Desde hace meses se viene hablando en Bélgica de una reforma constitucional que limite los poderes del soberano, especialmente en lo que se refiere a la designación del primer ministro. Algo de lo que Alberto II puede vanagloriarse. Fue su gran acierto cuando resolvió hace unos años una crisis que tuvo a Bélgica sin gobierno durante casi dos años. Ahora, los partidos flamencos pretenden limitar en la Constitución esos poderes poco habituales en Europa, todo hay que decirlo, pero muy eficaces para un país dividido y poco dado a los pactos. Veremos cómo sortea este temporal el nuevo monarca. Ahí tendrá que poner en práctica todo su saber hacer, sobre todo desde que unas declaraciones suyas consiguieran irritar al entonces partido mayoritario flamenco.

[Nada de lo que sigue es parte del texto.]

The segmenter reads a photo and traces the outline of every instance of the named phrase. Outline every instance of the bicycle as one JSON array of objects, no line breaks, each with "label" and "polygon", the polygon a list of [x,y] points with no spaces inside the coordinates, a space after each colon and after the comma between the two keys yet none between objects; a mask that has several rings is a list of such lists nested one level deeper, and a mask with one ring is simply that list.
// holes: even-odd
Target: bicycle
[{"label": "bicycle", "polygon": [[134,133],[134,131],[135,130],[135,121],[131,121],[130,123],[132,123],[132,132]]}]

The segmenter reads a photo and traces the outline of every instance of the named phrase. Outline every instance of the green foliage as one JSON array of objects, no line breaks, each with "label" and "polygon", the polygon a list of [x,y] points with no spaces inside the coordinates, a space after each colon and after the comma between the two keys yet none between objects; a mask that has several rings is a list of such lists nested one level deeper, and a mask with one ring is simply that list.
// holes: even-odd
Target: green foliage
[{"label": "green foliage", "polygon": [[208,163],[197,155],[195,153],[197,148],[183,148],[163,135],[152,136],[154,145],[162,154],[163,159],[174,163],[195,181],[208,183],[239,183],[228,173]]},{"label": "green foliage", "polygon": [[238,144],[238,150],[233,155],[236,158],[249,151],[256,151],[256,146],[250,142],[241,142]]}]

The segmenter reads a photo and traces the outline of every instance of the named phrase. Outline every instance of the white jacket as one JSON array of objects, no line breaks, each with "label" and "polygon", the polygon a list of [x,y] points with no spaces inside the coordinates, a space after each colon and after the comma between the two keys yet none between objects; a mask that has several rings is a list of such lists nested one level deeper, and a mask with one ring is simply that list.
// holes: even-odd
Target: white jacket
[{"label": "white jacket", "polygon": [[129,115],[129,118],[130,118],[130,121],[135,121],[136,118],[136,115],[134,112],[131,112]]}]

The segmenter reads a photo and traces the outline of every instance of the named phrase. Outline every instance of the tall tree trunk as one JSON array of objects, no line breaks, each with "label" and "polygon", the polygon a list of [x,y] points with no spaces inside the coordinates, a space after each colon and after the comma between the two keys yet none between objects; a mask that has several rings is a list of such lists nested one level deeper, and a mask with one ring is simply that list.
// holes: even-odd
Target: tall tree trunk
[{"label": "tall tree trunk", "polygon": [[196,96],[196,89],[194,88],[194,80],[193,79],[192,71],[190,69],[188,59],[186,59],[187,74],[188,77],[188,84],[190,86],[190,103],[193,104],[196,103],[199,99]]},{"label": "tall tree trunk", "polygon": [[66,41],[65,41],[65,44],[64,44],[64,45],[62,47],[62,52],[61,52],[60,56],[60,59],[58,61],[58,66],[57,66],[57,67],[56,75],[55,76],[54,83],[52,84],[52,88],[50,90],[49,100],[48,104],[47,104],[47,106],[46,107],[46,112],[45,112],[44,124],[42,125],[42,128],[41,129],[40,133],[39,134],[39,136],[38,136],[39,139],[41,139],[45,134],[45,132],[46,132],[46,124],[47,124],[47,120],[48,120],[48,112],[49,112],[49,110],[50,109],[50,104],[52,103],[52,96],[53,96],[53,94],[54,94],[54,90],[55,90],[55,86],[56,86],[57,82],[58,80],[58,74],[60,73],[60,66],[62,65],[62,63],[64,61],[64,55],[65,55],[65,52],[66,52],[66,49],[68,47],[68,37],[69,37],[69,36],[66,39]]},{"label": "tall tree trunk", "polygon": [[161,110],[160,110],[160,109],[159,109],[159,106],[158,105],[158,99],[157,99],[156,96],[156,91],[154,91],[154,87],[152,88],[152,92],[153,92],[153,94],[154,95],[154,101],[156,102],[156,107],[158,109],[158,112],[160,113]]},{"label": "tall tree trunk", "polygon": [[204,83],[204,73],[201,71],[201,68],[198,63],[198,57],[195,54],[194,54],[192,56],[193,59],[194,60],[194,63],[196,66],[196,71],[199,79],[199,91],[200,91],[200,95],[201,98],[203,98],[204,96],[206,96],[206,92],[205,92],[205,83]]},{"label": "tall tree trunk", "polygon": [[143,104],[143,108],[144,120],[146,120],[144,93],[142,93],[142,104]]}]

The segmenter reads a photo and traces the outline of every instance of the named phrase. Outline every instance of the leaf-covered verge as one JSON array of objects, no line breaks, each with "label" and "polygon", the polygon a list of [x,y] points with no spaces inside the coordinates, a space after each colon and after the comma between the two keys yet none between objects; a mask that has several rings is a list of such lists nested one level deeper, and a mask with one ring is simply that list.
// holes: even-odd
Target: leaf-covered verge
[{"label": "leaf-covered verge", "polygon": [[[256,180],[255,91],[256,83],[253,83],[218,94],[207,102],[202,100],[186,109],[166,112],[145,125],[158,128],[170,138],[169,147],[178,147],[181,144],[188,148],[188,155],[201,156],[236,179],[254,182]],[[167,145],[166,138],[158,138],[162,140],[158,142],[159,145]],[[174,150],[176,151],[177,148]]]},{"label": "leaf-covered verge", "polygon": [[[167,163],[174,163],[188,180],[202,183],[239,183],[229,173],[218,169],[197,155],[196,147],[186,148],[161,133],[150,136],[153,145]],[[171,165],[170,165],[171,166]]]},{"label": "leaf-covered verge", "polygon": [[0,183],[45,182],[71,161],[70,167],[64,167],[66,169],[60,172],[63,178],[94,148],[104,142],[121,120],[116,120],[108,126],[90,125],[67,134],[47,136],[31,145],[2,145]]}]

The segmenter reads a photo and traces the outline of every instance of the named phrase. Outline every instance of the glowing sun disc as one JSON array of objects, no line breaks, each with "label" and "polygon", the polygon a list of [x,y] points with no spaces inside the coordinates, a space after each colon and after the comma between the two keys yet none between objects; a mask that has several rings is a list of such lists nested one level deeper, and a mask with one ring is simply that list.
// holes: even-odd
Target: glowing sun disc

Una segunda reflexión tiene que ser naturalmente sobre el nuevo Rey. Felipe llega al trono con una cierta contestación. Se ha puesto en duda su preparación y su carácter. Lo primero tiene gracia siendo licenciado en Oxford (Inglaterra) y en Stanford (Estados Unidos); pero son las dudas sobre su timidez las que despiertan una mayor sonrisa. Es verdad que los belgas no son como los holandeses. Estos llevan la monarquía en el corazón y en la cartera, pero los belgas –algunos belgas- la perciben como un yugo. Pues deberían percatarse de que los últimos soberanos, Balduino y Alberto, han sido bastante ejemplares en el cumplimiento de sus obligaciones en la Jefatura del Estado. Y que el nuevo Rey se presenta arropado por Matilde, la primera reina belga de la dinastía, y cuatro hijos que aseguran, no solo la sucesión, sino la tranquilidad de un hogar ya creado, que le permita dedicarse por entero a su país. No lo va a tener fácil. También tendrá que ganarse el trono. Como su padre.